In Relational Query Synthesis ⋈︁ Decision Tree Learning, PhD student Aaditya Naik, PhD alumnus Aalok Thakkar (Ashoka University), PhD student Adam Stein, and Profs. Rajeev Alur and Mayur Naik address the problem of supporting synthesis of SQL queries and consider its interaction with machine learning. They study the problem of synthesizing select-project-join (SPJ) queries from input-output examples. Search-based synthesis techniques are suited to synthesizing projections and joins by navigating the network of relational tables but require additional supervision for synthesizing comparison predicates. On the other hand, decision tree learning techniques are suited to synthesizing comparison predicates when the input database can be summarized as a single labelled relational table. In this paper, they adapt and interleave methods from the domains of relational query synthesis and decision tree learning, and present an end-to-end framework for synthesizing relational queries with categorical and numerical comparison predicates. Their technique guarantees the completeness of the synthesis procedure and strongly encourages minimality of the synthesized program. They present Libra, an implementation of this technique and evaluate it on a benchmark suite of 1,475 instances of queries over 159 databases with multiple tables. Libra solves 1,361 of these instances in an average of 59 seconds per instance. It outperforms state-of-the-art program synthesis tools Scythe and PatSQL in terms of both the running time and the quality of the synthesized programs.

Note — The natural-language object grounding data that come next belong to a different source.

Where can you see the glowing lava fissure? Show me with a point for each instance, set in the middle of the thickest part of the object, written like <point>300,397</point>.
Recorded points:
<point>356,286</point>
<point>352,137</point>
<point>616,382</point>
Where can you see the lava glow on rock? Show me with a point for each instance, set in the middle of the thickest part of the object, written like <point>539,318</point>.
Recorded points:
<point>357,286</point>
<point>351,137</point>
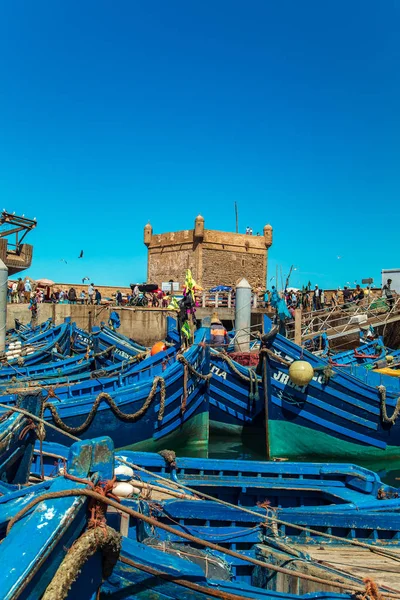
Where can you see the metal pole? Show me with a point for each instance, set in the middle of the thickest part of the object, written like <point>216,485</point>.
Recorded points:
<point>297,326</point>
<point>243,316</point>
<point>3,304</point>
<point>266,402</point>
<point>237,218</point>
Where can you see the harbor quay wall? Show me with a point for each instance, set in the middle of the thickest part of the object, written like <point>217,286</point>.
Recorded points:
<point>144,325</point>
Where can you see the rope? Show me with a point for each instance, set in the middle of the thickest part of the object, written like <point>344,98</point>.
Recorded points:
<point>190,367</point>
<point>207,591</point>
<point>378,550</point>
<point>130,417</point>
<point>384,416</point>
<point>272,354</point>
<point>167,481</point>
<point>223,356</point>
<point>371,591</point>
<point>186,536</point>
<point>103,539</point>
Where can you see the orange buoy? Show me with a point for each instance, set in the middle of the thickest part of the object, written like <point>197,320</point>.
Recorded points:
<point>158,347</point>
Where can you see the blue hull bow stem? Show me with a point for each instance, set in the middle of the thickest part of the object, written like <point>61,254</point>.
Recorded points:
<point>336,415</point>
<point>163,403</point>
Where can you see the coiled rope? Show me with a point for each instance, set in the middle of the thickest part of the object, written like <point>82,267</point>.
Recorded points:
<point>384,416</point>
<point>167,481</point>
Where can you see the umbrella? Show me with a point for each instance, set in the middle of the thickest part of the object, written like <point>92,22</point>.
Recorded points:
<point>221,288</point>
<point>44,282</point>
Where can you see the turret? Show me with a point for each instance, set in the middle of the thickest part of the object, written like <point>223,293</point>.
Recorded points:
<point>268,235</point>
<point>199,227</point>
<point>148,233</point>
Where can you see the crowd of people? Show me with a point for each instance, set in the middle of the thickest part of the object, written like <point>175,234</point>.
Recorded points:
<point>23,292</point>
<point>317,299</point>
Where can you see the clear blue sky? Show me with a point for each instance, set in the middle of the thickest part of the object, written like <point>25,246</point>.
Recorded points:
<point>116,113</point>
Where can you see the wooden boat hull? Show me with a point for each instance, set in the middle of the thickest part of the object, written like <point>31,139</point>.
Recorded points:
<point>184,423</point>
<point>336,418</point>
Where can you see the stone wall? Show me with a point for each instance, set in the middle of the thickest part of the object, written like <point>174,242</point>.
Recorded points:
<point>215,257</point>
<point>171,261</point>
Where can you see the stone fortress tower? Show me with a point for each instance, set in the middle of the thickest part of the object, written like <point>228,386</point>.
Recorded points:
<point>215,257</point>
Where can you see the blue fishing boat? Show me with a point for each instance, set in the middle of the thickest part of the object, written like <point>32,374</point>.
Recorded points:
<point>43,347</point>
<point>214,549</point>
<point>18,434</point>
<point>297,486</point>
<point>103,337</point>
<point>335,415</point>
<point>70,556</point>
<point>24,331</point>
<point>35,541</point>
<point>164,401</point>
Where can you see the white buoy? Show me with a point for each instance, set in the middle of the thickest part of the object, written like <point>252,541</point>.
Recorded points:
<point>123,470</point>
<point>123,489</point>
<point>3,304</point>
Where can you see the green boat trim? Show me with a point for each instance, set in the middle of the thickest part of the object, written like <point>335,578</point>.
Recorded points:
<point>191,438</point>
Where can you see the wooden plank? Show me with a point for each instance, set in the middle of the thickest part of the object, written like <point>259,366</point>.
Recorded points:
<point>358,562</point>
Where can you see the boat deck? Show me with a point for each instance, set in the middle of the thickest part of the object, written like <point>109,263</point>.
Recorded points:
<point>359,562</point>
<point>335,563</point>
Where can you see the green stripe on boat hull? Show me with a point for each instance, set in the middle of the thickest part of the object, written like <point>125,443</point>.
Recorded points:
<point>191,437</point>
<point>288,440</point>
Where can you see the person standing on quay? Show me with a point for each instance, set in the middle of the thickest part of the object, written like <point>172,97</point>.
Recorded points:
<point>72,296</point>
<point>317,298</point>
<point>27,290</point>
<point>388,293</point>
<point>14,293</point>
<point>21,289</point>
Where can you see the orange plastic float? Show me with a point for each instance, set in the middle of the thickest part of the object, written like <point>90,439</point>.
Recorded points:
<point>158,347</point>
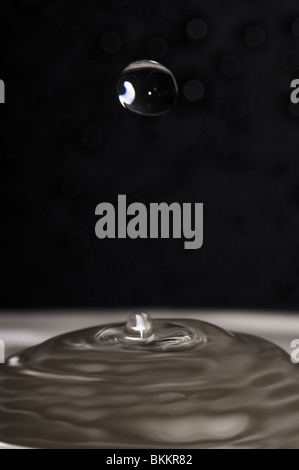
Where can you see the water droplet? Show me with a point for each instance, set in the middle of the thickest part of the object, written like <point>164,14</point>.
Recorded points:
<point>158,335</point>
<point>139,326</point>
<point>148,88</point>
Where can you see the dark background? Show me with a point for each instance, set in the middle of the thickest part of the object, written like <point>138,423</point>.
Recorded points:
<point>232,142</point>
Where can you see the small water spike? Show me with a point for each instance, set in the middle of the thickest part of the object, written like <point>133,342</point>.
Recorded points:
<point>139,326</point>
<point>141,330</point>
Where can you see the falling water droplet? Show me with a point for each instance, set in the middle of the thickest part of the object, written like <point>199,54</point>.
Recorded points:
<point>147,87</point>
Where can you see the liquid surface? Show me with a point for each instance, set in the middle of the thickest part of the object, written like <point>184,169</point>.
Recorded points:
<point>147,87</point>
<point>144,384</point>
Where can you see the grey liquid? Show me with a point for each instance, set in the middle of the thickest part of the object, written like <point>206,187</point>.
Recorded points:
<point>180,384</point>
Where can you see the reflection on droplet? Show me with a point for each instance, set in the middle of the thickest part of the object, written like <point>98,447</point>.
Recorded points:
<point>147,87</point>
<point>129,96</point>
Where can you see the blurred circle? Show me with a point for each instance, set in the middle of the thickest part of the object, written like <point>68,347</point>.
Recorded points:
<point>157,47</point>
<point>254,36</point>
<point>92,136</point>
<point>291,287</point>
<point>79,241</point>
<point>73,185</point>
<point>111,42</point>
<point>235,109</point>
<point>67,124</point>
<point>197,29</point>
<point>290,61</point>
<point>295,27</point>
<point>234,157</point>
<point>230,66</point>
<point>91,69</point>
<point>194,90</point>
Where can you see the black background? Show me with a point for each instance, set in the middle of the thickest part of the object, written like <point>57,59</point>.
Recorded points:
<point>232,142</point>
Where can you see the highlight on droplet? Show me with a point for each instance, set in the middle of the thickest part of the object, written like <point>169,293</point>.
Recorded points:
<point>129,96</point>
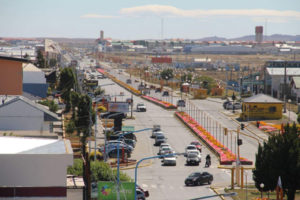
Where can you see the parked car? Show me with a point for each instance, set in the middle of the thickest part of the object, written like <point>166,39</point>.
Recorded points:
<point>190,148</point>
<point>140,107</point>
<point>197,144</point>
<point>181,103</point>
<point>198,178</point>
<point>160,138</point>
<point>165,93</point>
<point>169,160</point>
<point>193,157</point>
<point>130,142</point>
<point>141,193</point>
<point>225,104</point>
<point>236,106</point>
<point>129,101</point>
<point>165,150</point>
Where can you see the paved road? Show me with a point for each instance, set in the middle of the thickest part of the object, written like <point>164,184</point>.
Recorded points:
<point>166,182</point>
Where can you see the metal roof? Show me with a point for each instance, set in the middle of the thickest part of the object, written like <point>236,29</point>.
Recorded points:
<point>280,71</point>
<point>13,59</point>
<point>296,81</point>
<point>20,145</point>
<point>261,98</point>
<point>52,115</point>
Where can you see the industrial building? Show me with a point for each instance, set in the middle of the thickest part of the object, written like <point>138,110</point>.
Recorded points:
<point>261,106</point>
<point>34,168</point>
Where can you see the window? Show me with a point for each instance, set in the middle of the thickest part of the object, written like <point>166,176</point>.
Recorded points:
<point>272,109</point>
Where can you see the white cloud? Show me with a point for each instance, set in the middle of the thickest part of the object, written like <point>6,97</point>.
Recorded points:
<point>98,16</point>
<point>165,10</point>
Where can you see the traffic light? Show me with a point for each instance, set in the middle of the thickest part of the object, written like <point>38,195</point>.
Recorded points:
<point>242,126</point>
<point>225,131</point>
<point>240,142</point>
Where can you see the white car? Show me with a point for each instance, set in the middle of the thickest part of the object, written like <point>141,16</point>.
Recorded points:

In Searching Data Lakes for Nested and Joined Data, PhD alumnus Yi Zhang (AWS) and undergrad alumnus Peter Chen (PhD student at MIT) and Prof. Zachary Ives consider how to perform search for hierarchical (JSON, Pandas dataframe) or joined data, within a data lake of data that has been indexed in first-normal-form. Exploratory data science is driving new data management platforms that assist data scientists with common tasks, such as the integration and wrangling steps required to assemble training datasets. Such tools take the data scientists’ work-in-progress data as a search object (table or JSON), and find relevant supplementary data from an organizational data lake, which can be unioned or joined with the current data – adding instances or features. Existing data lake search tools seek to find single, relational tables at a time — to match or join with a search table. Yet many data science applications revolve around finding matches to hierarchical data, which can only be matched by creating views simultaneously joining and transforming several tables in the data lake. In this paper, they extend the Juneau data lake search system to search for this broader class of matches at scale. Their contribution is a general framework for efficiently merging ranked results, leveraging novel techniques for indexing and sketching, and incorporating existing single-table search techniques and ranking functions. They experimentally validate the benefits of their methods and their broad applicability using real data from data science computational notebooks. Their results indicate that, with respect to different ranking functions, their approach can return the optimal set of views up to 4.81x faster and 43% more related compared to heuristics baselines, and increase the data domain coverage by up to 28%. As a case study to show the usability of their augmentation to data science downstream tasks, their methods can reduce the regression error by up to 6.63%, and improve the classification accuracy by up to 19.5% for ML models.